Zakopane stara się o rewizję przepisów dotyczących poboru opłaty miejscowej, a sprawa ta nabrała rumieńców, gdyż stanowi poważny problem dla lokalnych władz. Aktualny system obciąża kurorty, w których jakość powietrza państwowe normy spełniają, ale przeciętne dane dla całego regionu niestety zaniżają ogólne wyniki. To absurdalne, że czyste powietrze w popularnym miejscu turystycznym jest karane przez nieadekwatne regulacje prawne.
SPRAWY W SĄDZIE
Temat został już wniesiony do sądu, a miasto apeluje o szybką zmianę regulacji, które zdają się ewidentnie nie uwzględniać realiów. Czekając na rozstrzyganie sprawy, mieszkańcy i przedsiębiorcy z Zakopanego z niecierpliwością obserwują rozwój wydarzeń – czyżby Beata Szydło znowu zasiadła na krześle ministra, wcielając w życie niezbędne poprawki? Czas pokaże.

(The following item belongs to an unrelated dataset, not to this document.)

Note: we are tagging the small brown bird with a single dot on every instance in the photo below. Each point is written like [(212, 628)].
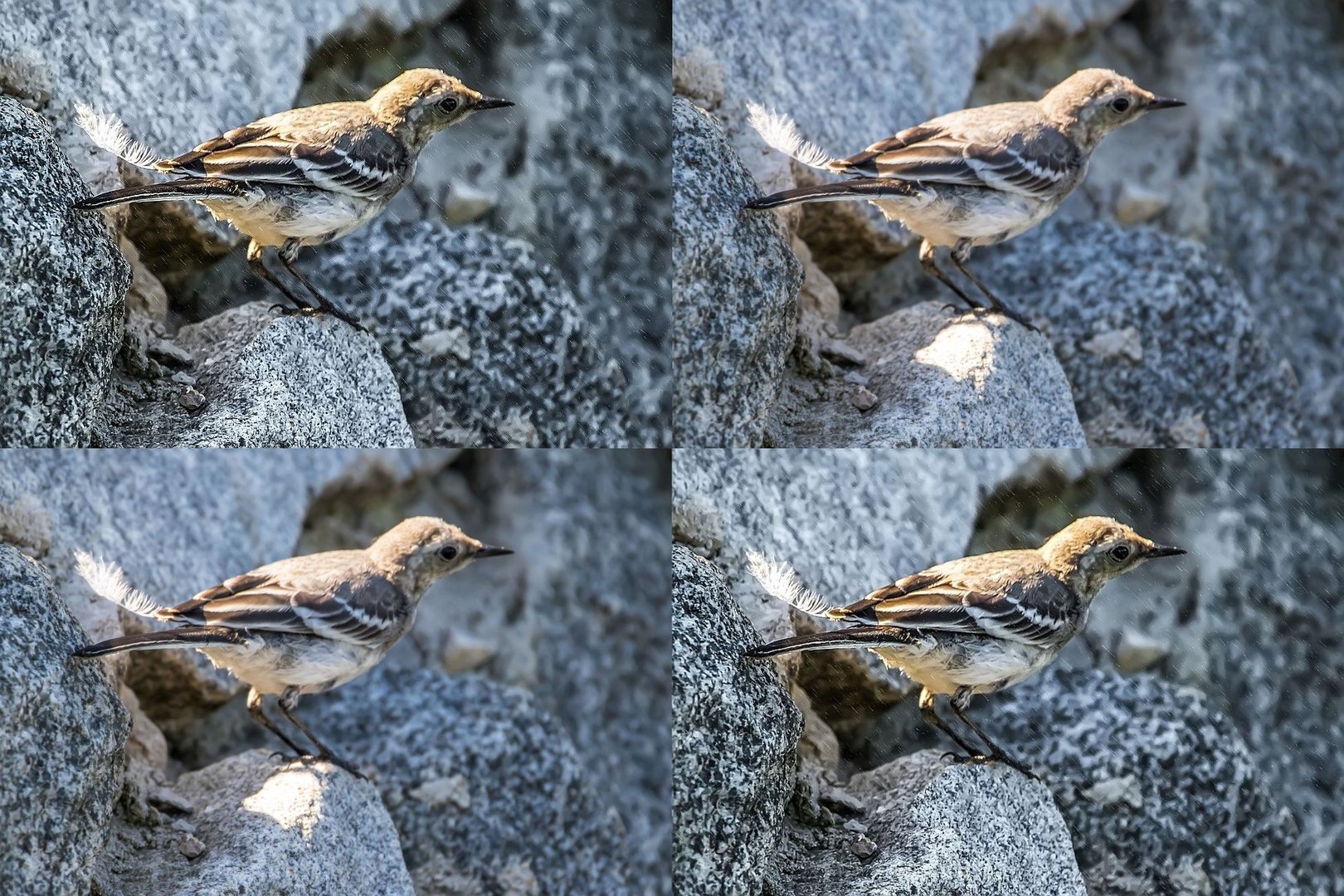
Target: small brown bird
[(304, 176), (304, 625), (973, 625), (977, 176)]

NOWE REGULACJE – KTO ZA NIMI STOI?
Władze miasta mają dość czekania na cud. Eksperci wskazują, że konieczne są nowe regulacje, które w końcu uwzględnią specyfikę różnych kurortów, a nie tylko ogólne dane. Zakopane, największy magnetyzm turystyczny w Polsce, zasługuje na rozwiązania, które stawiają na pierwszy plan dbałość o środowisko i komfort mieszkańców oraz turystów. Czyż to nie jest fundamentalne dla rozwoju lokalnej gospodarki? Jak mówi znane przysłowie: nie można asekurować wędkarza, który złapał największą rybę w sieć!